I think Howard Stern is a tool.

That being said, I don't think the government should be legislating what he can or cannot say. Indecent, obscene, or otherwise. Seems to me that Clear Channel handled it just fine themselves, as a private organization, by choosing not to carry his show. Problem solved. If someone else wants to carry him, they can, and we can listen to him, or not.

I don't particularly like Janet Jackson or her boobs.

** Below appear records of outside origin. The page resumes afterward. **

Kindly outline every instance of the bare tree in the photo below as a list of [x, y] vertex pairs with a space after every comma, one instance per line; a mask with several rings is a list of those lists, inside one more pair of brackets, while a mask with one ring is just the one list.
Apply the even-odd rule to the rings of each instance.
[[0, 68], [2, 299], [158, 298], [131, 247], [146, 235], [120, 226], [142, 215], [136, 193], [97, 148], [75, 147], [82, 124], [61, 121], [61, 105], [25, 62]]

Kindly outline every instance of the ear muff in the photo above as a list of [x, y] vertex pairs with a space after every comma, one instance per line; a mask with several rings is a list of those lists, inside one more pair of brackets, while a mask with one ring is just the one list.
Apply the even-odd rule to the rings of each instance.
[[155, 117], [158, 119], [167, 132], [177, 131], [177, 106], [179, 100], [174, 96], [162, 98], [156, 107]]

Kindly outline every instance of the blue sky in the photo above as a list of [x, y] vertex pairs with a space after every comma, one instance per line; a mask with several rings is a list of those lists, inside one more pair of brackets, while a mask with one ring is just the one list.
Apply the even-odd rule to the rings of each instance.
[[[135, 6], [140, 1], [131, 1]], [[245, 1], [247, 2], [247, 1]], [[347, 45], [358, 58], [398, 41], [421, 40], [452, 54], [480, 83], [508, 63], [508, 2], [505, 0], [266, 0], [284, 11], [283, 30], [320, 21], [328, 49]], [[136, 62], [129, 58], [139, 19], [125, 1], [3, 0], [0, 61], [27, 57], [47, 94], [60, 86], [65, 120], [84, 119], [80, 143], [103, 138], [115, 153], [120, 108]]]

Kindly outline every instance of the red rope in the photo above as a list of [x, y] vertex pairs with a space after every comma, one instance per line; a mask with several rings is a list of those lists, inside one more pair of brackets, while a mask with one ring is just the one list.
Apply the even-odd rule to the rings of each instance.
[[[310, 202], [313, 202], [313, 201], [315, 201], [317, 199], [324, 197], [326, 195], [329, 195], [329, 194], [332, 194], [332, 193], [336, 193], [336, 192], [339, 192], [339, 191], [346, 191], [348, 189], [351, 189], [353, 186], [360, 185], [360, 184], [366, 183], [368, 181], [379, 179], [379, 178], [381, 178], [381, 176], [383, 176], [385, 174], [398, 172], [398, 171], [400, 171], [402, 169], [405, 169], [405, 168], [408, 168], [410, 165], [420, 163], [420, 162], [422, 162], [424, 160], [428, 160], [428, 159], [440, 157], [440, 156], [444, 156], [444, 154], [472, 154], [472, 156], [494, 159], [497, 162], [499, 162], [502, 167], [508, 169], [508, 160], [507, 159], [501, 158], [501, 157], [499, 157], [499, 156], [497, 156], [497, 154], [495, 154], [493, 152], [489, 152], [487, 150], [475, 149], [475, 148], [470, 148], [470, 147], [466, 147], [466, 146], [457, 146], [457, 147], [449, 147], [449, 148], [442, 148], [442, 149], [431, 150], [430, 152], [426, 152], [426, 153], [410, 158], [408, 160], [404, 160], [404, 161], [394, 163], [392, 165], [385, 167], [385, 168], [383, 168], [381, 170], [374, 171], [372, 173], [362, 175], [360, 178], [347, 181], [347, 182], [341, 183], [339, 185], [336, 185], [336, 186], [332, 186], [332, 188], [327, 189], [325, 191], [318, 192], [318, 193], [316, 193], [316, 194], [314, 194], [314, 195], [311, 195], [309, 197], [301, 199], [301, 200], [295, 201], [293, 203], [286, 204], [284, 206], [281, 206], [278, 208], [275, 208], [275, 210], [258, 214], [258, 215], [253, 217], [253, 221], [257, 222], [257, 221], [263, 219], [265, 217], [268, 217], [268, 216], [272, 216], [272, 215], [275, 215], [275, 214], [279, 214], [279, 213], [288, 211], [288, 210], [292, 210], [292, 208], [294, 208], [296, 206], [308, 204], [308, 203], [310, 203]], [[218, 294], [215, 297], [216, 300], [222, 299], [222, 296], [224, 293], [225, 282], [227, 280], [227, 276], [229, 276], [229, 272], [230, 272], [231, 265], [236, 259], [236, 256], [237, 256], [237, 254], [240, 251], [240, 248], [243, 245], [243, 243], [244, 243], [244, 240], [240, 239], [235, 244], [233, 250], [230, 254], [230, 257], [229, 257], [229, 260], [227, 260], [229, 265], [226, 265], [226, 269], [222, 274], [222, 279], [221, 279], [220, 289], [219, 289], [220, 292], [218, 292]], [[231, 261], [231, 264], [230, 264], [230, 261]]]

That being said, I don't think the government should be legislating whether or not her or her boobs can be shown on television. Seems that public outcry and CBS handled that one too. You can be darn sure it won't happen again any time soon. Again, problem solved. And again, there was no need for the government to step in.

Just tossin' in my $.02
posted by Lafe at 11:45 AM on March 12, 2004


For several years Howard has been saying that he will retire (from radio at least) as soon as his current contract runs out. I think there's like 2 years (maybe less) left on it now. If all of this censorship gives him an excuse to cut out early, I think he definitely will. I don't see him going to all of the trouble of switching to satellite.
posted by rorycberger at 11:56 AM on March 12, 2004


I think what's happening is a shame. This is just a way to silence people who don't comform to what a small minority think shouldn't be on the radio. Fining individual jocks (not the companies that reap the ad revenue) $500k is insane!

I do think that Stern is being singled out, probably because of his millions of listeners rather than his newfound contempt for Bush. But Clear Channel dropping him when they have other jocks doing stuff just as bad, and right after Stern turned against Bush? Kind of suspicious. Still, they are a private company and its up to them what they want to do. But the new regulation is a joke, a sham, and totally against the first amendment.
posted by chaz at 12:02 PM on March 12, 2004


Howard should take this to the courts, and follow in the footsteps of Larry Flynt.

I listen to him from time to time and he brought this up. He was fined about ten years ago and chose to fight it. While it was in court, Infinity Broadcasting could not renew their licences or buy/sell radio stations. Paperwork would be held up or disappear if they fought the fines. In the end, it would cost less for Infinity to pay the fine than lose money in that fashion.